New paper reveals nine critical services provided by freshwater biodiversity

16 Feb 2023 by The Water Diplomat

Freshwater biodiversity

A new paper compiled by a group of 22 scientists bundles together a range of high-level expert summaries of the critical benefits to humanity of maintaining freshwater biodiversity. The objective of the paper is to show how  the present decline in freshwater biodiversity impacts people across the world, but especially indigenous and marginalised groups. The article also shows that we currently have a critical window of opportunity to protect and restore this freshwater biodiversity in order to properly value and maintain these essential services.

The literature on ecosystem services has grown tremendously over the past years, and work on nature-based solutions in the water sector and beyond have significant policy appeal. The policy space for biodiversity conservation seems to have opened up recently with three key developments: the 2019 publication of the Intergovernmental Science-Policy Platform on Biodiversity and Ecosystem Services (IPBES) on the importance of these services, the explicit mention of nature and ecosystem conservation in the United Nations Framework Convention on Climate Change Glasgow Climate Pact signed in Glasgow in 2021, and the signature by 94 world leaders of the Leaders Pledge for Nature.  

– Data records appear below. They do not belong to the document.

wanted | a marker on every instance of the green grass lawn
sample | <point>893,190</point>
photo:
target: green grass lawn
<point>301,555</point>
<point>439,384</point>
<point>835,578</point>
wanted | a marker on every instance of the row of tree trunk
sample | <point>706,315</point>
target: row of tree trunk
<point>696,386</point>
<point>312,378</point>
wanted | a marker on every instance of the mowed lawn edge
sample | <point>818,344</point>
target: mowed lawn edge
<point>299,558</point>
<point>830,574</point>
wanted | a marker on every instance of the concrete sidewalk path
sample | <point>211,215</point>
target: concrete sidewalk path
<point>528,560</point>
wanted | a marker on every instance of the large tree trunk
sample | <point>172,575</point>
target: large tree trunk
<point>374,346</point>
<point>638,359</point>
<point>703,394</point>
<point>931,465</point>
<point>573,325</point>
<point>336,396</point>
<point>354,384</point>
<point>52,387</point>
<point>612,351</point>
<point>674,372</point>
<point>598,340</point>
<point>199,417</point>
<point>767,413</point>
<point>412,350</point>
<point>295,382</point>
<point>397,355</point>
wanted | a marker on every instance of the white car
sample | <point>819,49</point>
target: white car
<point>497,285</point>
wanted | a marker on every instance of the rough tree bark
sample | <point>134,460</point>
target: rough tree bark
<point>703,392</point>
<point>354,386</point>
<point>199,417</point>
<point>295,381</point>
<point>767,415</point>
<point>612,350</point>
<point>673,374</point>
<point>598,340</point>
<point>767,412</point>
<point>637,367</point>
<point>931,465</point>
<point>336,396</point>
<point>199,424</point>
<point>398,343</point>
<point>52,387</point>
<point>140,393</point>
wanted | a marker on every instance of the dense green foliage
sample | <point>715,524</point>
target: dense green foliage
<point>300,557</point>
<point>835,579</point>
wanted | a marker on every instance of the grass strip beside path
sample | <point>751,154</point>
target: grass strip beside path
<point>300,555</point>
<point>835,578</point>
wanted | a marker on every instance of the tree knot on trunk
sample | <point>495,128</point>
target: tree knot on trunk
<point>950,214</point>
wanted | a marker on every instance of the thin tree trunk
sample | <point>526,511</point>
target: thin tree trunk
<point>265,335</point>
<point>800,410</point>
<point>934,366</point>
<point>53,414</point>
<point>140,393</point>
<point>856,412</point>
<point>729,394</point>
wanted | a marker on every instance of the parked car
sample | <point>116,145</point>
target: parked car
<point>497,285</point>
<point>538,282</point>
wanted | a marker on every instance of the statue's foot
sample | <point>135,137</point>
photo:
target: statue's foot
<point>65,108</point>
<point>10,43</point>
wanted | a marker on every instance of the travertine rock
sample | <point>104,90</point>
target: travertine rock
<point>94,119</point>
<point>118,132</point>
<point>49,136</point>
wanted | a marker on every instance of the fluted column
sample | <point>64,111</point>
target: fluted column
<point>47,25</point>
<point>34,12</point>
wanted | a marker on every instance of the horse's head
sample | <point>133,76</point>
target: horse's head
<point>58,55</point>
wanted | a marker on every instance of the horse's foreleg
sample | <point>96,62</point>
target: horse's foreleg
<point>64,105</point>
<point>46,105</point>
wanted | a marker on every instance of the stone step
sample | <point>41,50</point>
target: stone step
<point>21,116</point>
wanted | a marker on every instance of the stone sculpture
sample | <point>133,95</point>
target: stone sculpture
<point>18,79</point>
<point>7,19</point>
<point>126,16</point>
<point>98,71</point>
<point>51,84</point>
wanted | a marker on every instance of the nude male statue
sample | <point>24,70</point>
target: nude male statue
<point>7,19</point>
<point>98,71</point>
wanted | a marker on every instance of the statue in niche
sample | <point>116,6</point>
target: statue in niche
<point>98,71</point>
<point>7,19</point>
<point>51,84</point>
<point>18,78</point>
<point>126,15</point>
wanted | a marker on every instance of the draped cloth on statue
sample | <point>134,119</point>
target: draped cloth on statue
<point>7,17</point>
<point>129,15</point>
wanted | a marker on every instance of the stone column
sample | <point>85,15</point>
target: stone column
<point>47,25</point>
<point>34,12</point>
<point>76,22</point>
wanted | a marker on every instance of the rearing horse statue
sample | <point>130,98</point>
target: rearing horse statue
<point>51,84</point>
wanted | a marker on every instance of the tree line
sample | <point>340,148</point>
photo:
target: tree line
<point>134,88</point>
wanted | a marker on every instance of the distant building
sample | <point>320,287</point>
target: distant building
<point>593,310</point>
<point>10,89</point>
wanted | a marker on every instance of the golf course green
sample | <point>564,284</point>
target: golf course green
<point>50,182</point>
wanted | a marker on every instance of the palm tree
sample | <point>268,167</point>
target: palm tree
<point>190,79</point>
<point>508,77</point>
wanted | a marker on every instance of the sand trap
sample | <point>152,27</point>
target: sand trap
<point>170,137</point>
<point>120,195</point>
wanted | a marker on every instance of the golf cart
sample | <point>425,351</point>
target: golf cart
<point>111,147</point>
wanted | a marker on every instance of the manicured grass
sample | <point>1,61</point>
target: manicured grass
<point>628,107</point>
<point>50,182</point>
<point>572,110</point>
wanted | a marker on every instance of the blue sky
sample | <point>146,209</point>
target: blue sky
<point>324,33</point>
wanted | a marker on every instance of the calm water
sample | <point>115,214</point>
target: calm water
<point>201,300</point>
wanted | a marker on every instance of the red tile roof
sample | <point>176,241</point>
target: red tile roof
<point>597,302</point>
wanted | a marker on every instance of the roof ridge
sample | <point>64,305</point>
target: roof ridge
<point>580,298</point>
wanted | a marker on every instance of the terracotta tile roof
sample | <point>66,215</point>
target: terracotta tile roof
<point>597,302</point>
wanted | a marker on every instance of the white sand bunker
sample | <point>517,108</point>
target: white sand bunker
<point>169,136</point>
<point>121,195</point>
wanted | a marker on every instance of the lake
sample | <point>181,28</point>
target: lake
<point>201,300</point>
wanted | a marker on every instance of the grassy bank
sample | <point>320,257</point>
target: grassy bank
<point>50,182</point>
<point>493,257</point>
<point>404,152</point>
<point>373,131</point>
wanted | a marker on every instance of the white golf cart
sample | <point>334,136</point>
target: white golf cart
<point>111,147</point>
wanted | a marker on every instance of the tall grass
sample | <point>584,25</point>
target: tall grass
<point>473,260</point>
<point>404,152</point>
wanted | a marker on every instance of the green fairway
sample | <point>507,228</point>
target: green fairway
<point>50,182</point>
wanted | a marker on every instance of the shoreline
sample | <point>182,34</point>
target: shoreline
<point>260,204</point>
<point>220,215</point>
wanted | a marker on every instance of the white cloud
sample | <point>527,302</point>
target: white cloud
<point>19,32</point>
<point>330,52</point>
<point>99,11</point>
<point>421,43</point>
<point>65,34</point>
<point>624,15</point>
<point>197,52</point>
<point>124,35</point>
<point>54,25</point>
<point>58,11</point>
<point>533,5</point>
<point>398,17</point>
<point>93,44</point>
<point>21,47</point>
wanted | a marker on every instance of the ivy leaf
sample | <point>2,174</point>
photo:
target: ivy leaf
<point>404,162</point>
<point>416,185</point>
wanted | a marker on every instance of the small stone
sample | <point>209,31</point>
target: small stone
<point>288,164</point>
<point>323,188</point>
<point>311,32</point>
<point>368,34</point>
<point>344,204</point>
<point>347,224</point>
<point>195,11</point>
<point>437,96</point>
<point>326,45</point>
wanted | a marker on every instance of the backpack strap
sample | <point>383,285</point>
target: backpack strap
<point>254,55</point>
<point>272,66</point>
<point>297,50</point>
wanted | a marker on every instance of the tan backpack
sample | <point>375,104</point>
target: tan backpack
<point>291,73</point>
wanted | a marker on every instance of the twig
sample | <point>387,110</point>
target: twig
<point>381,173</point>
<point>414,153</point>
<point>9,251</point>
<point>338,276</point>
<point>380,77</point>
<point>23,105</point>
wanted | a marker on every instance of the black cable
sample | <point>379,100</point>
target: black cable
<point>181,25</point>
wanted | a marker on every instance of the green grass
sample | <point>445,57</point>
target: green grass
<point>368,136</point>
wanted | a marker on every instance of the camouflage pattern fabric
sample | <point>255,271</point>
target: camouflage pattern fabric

Cutting across a range of scientific disciplines and drawing on a broad range of studies related to freshwater biodiversity, the study offers a ‘structured distillation process’ to generate and compare lists of ecosystem services supported by concrete case studies of high value freshwater ecosystems. Based on exchanges between the scientists, an overview of nine key groups of ecosystem services were generated, subdivided into three main categories which correspond to those used by the IPBES report. Stretching far beyond any monetary value that could be attributed to fish, useful natural materials, water purification, climate regulation or other services, the services are classed into  ‘material services’ (food, health and genetic resources, natural materials) , ‘non-material services’ (culture, education and science, recreation) and ‘regulating’ (catchment integrity, climate regulation, water purification) .

The authors argue that “if freshwater biodiversity is protected, conserved, and restored in an integrated manner, as well as more broadly appreciated by humanity, it will continue to contribute to human well-being and our sustainable future via this wide range of services and associated nature-based solutions to our sustainable future”.